# Hermann's Outdoor Enclosure



## Puhko (Jul 30, 2015)

Here's my outdoor enclosure, what do you think?






My torts look pretty happy with it.


----------



## Careym13 (Jul 30, 2015)

That is really nice looking!


----------



## lismar79 (Jul 30, 2015)

I would live there  great job!


----------



## Puhko (Jul 31, 2015)

Morning food.


----------



## 4jean (Jul 31, 2015)

It looks really pretty. Is the house made from a basket?


----------



## Puhko (Jul 31, 2015)

4jean said:


> It looks really pretty. Is the house made from a basket?

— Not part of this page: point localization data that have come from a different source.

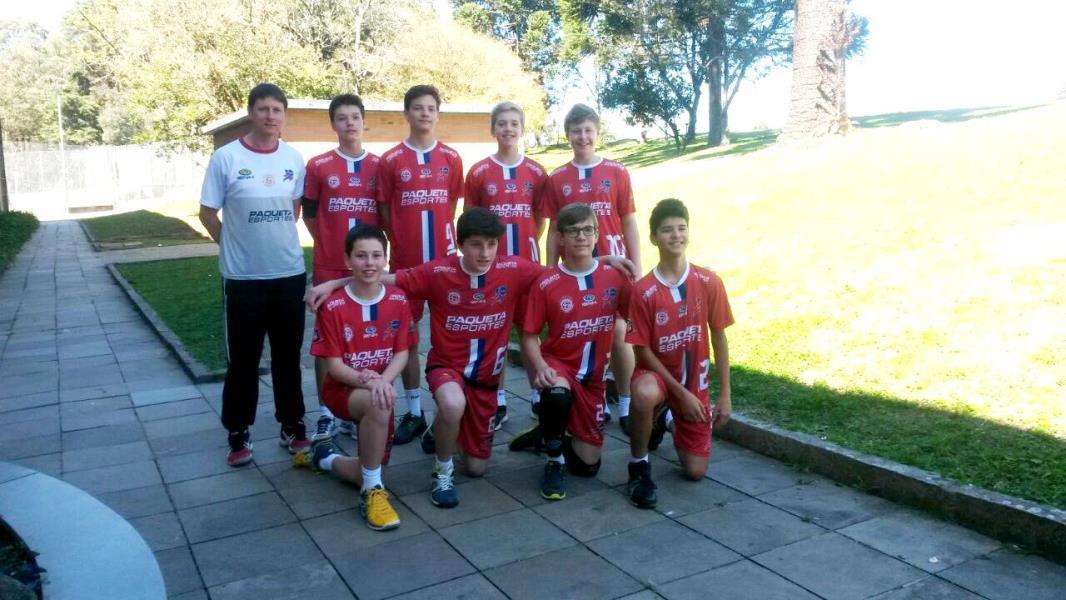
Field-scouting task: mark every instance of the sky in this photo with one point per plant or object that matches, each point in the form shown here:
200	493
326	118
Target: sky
921	54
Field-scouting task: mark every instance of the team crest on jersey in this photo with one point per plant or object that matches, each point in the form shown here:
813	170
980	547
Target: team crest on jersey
566	305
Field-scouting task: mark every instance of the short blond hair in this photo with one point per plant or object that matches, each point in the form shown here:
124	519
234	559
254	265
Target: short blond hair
579	114
505	107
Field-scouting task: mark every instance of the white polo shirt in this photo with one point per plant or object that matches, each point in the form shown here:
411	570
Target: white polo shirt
255	191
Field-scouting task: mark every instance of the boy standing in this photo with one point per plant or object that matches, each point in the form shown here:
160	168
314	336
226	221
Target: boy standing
604	185
511	185
420	181
257	181
672	308
580	301
361	337
340	191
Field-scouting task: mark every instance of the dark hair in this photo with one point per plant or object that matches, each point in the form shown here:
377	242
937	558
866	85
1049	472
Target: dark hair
574	213
345	100
478	221
666	209
365	231
267	91
418	92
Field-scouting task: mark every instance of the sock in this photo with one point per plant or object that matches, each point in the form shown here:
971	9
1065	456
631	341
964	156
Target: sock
443	466
371	477
326	464
415	402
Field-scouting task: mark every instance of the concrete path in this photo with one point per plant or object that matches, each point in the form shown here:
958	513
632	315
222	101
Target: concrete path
89	393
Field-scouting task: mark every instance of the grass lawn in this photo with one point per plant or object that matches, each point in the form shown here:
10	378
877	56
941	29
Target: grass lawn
187	293
146	227
15	229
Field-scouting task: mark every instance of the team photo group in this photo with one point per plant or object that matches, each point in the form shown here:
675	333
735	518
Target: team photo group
390	244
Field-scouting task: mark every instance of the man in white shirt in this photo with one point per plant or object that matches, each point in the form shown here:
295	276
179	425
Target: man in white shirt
257	181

Yeah it's a basket with a piece of metal as a roof.


----------



## Yvonne G (Jul 31, 2015)

Very nice!!


----------



## bouaboua (Jul 31, 2015)

Very nice indeed. I like it!!!


----------



## samsmom (Jul 31, 2015)

wonderful!


----------



## Puhko (Aug 2, 2015)

Munching on some Hibiscus


----------



## johnsonnboswell (Aug 2, 2015)

Very nice. You might want to change that water dish and use a plant saucer instead. Safer & less of a flip hazard.


----------



## Merrick (Aug 2, 2015)

Great job how many torts are in their and what are their sizes


----------



## Puhko (Aug 3, 2015)

johnsonnboswell said:


> Very nice. You might want to change that water dish and use a plant saucer instead. Safer & less of a flip hazard.


I used to have the saucer and have recently replaced it with the water dish and I've been watching them and putting it in the ground in a way it's pretty near impossible to flip, but will be keeping an eye on it.



Merrick said:


> Great job how many torts are in their and what are their sizes


I have 2, one is 9 cm and the other one is 8,3 cm.


----------



## SarahChelonoidis (Aug 4, 2015)

Puhko said:


> I used to have the saucer and have recently replaced it with the water dish and I've been watching them and putting it in the ground in a way it's pretty near impossible to flip, but will be keeping an eye on it.



I think when people talk about the flip hazard of those water dishes, they're not saying the dishes are easy to flip, but that it is easy for tortoises to flip themselves climbing in and out of the steep sides. Water dishes - like terracotta saucers - that have their tops level with the ground are considered to be the safest.


----------